When these conditions are met, teams produce something greater than the sum of their parts. When they are absent, even talented groups underperform — and the failure mode is predictable.
Inverting the problem: how to destroy a team
Charlie Munger was fond of saying “invert, always invert.” Instead of asking what makes a great team, ask the opposite: if you wanted to guarantee a team would fail, what would you do? The answers are instructive — and uncomfortably recognisable.
Split the leadership
Ensure the people at the top disagree on fundamentals. Let their relationship deteriorate in private. Watch competing loyalties form below them and politics fill the vacuum where direction used to be.
Reward individuals, not the team
Structure incentives so that people are motivated to optimise for their own performance, their own profile, and their own compensation. Make sure everyone knows that the money comes from a shared pool, so that one person’s gain is another’s loss. The collective identity will evaporate.
Avoid confrontation
Fill the team with decent, intelligent people — then never give them a mechanism for resolving disagreements. Let meetings run long without conclusions. Let conflicts fester in private conversations. Penalise directness by treating it as poor interpersonal skills.
Define ‘valuable contribution’ narrowly
Build a hierarchy of believability around one skill set and underweight everything else. Ignore network building, lateral thinking, and different analytical frameworks. Ensure that some of the sharpest people in the room are not the most listened to.
Make the process sacred
Treat a strong process as untouchable doctrine rather than a living system. Set the bar for change so high that adaptation becomes impossible. Close off new ideas by demanding an unreasonable burden of proof before anything can be tried.
Give freedom without accountability
Let people choose what they work on, how they work, and how they behave — but never call out the behaviour that undermines the group. Confuse freedom with a lack of standards.
Let divisive issues fester
When an issue divides the team, avoid structured debate. Let people retreat into opposing camps. Allow the disagreement to erode mutual respect rather than using it as a catalyst for better thinking.
Encourage siloes
Replace collective decision-making with one-on-one conversations. Let selective disclosure become the norm. Allow smaller groups to form, each with their own information, their own narrative, and their own agenda.

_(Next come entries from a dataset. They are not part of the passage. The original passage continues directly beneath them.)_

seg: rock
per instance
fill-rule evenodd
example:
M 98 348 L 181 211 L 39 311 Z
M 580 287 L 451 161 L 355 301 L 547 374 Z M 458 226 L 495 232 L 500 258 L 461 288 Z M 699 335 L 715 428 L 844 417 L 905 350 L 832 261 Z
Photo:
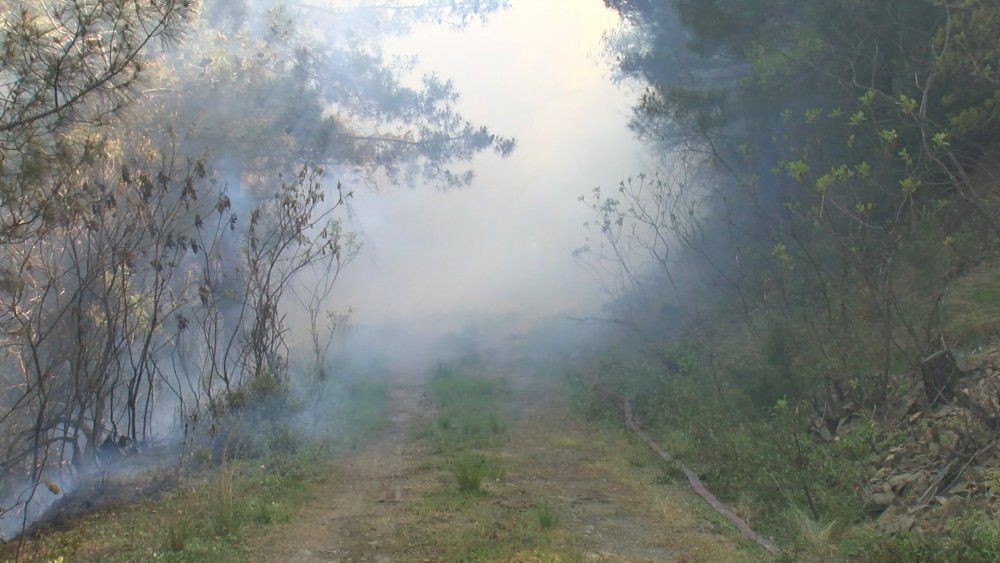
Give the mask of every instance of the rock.
M 865 498 L 865 511 L 869 514 L 881 513 L 896 500 L 891 493 L 873 493 Z
M 890 527 L 890 523 L 894 523 L 902 511 L 902 507 L 890 505 L 885 509 L 885 512 L 879 515 L 878 521 L 883 526 Z
M 943 418 L 949 418 L 949 417 L 955 415 L 955 413 L 957 413 L 957 412 L 958 412 L 958 409 L 956 409 L 954 406 L 952 406 L 952 405 L 945 405 L 945 406 L 939 408 L 934 413 L 933 417 L 936 418 L 936 419 L 938 419 L 938 420 L 941 420 Z
M 830 430 L 826 426 L 819 427 L 819 435 L 827 442 L 833 441 L 833 434 L 830 433 Z
M 961 495 L 962 493 L 968 493 L 969 492 L 969 484 L 967 482 L 965 482 L 965 481 L 963 481 L 961 483 L 956 483 L 956 484 L 948 487 L 948 492 L 950 492 L 953 495 Z
M 944 430 L 938 434 L 938 443 L 949 450 L 958 448 L 958 440 L 958 433 L 951 430 Z
M 901 473 L 890 478 L 886 484 L 889 485 L 892 492 L 900 495 L 910 485 L 910 483 L 913 483 L 916 479 L 917 476 L 912 473 Z

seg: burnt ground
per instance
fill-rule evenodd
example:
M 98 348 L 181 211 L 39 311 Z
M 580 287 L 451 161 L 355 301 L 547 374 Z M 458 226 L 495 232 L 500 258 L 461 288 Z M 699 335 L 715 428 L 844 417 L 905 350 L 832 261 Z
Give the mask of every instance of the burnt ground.
M 96 476 L 81 482 L 71 492 L 62 495 L 32 524 L 26 534 L 69 530 L 80 517 L 107 510 L 114 506 L 159 498 L 177 487 L 176 472 L 148 471 L 145 475 L 128 478 Z M 48 494 L 40 487 L 37 494 Z
M 503 467 L 483 494 L 455 490 L 415 428 L 433 417 L 422 382 L 391 391 L 391 424 L 336 462 L 292 522 L 257 538 L 260 561 L 746 561 L 742 542 L 613 425 L 585 420 L 552 384 L 510 377 L 509 428 L 485 453 Z M 533 521 L 558 515 L 552 529 Z M 537 520 L 537 519 L 536 519 Z
M 116 452 L 101 465 L 78 477 L 69 489 L 51 491 L 44 481 L 36 495 L 57 494 L 41 517 L 25 530 L 25 537 L 74 528 L 80 518 L 120 505 L 159 498 L 173 491 L 179 482 L 177 445 L 159 445 L 130 453 Z M 53 483 L 59 487 L 60 483 Z

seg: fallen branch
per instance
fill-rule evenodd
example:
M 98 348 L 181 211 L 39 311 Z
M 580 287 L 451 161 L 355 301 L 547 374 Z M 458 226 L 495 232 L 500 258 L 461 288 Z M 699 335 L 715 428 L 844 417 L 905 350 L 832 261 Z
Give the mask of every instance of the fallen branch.
M 938 493 L 938 488 L 940 487 L 941 482 L 944 481 L 945 477 L 947 477 L 948 474 L 951 472 L 952 466 L 955 465 L 955 463 L 957 463 L 958 460 L 960 459 L 961 457 L 959 456 L 951 458 L 951 461 L 949 461 L 948 464 L 944 466 L 944 469 L 939 471 L 938 474 L 935 475 L 933 479 L 931 479 L 930 486 L 927 487 L 927 490 L 925 490 L 924 493 L 920 495 L 919 498 L 917 498 L 916 506 L 922 506 L 925 502 L 929 501 L 931 498 L 934 497 L 934 495 Z M 952 481 L 954 481 L 957 478 L 958 478 L 957 476 L 954 477 Z
M 781 549 L 777 546 L 777 544 L 775 544 L 769 538 L 766 538 L 758 534 L 757 532 L 753 531 L 753 529 L 750 528 L 750 525 L 747 524 L 745 520 L 743 520 L 742 518 L 739 517 L 738 514 L 727 508 L 726 505 L 722 504 L 722 502 L 719 501 L 719 499 L 716 498 L 711 491 L 705 488 L 705 485 L 702 484 L 701 479 L 698 478 L 697 473 L 695 473 L 688 467 L 684 466 L 683 464 L 678 463 L 673 458 L 673 456 L 670 455 L 670 453 L 668 453 L 666 450 L 663 449 L 663 446 L 658 444 L 655 440 L 653 440 L 649 436 L 649 434 L 647 434 L 642 428 L 639 427 L 639 423 L 636 421 L 635 414 L 632 411 L 632 401 L 600 385 L 595 386 L 595 389 L 597 389 L 597 391 L 600 392 L 601 395 L 603 395 L 606 399 L 614 399 L 616 403 L 621 403 L 621 405 L 625 410 L 625 425 L 628 426 L 629 430 L 631 430 L 632 432 L 635 433 L 636 436 L 641 438 L 642 441 L 645 442 L 646 445 L 649 446 L 651 450 L 656 452 L 656 455 L 660 456 L 660 459 L 671 465 L 676 465 L 678 468 L 680 468 L 681 472 L 684 473 L 684 476 L 687 477 L 688 483 L 691 484 L 691 488 L 694 489 L 694 492 L 698 493 L 698 496 L 705 499 L 705 502 L 707 502 L 709 506 L 712 507 L 713 510 L 715 510 L 717 513 L 725 517 L 726 520 L 732 522 L 733 525 L 736 526 L 736 528 L 740 531 L 740 533 L 743 534 L 745 538 L 757 542 L 764 549 L 770 552 L 771 555 L 777 557 L 781 554 Z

If you recognise any of these in your own team, it is not too late — but it will be soon. None of these factors alone destroys a team. But they compound. And by the time the damage is visible to everyone, the best people have already started planning their exit.
What this looks like
The radar chart below maps team health across eight dimensions. Toggle between a healthy team — where the conditions for collaboration are present — and a failing team, where the behaviours above have taken hold. Notice which dimensions collapse first, and which hold longest.
Team health: peak vs. decline
Eight dimensions of team health, scored qualitatively. Toggle between the team at its peak and the same team in decline to see which dimensions collapsed — and which held.
The findings
Inverting the problem reveals clear principles. A team that wants to sustain high performance should:
- •Invest in conflict resolution before you need it. The team that cannot disagree openly will be destroyed by disagreements that go underground.
- •Widen the hierarchy of believability. If only one skill set is valued, you are leaving the most interesting contributions on the table — and losing the people who could make them.
- •Align incentives with the collective outcome. When people are rewarded as individuals in what should be a team endeavour, expect them to behave as individuals.
- •Treat process as a living system, not a sacred text. The best teams are disciplined and flexible — they know when to follow the playbook and when to rewrite it.
- •Protect leadership alignment above all else. When the leaders fracture, everything downstream fractures with them — and faster than anyone expects.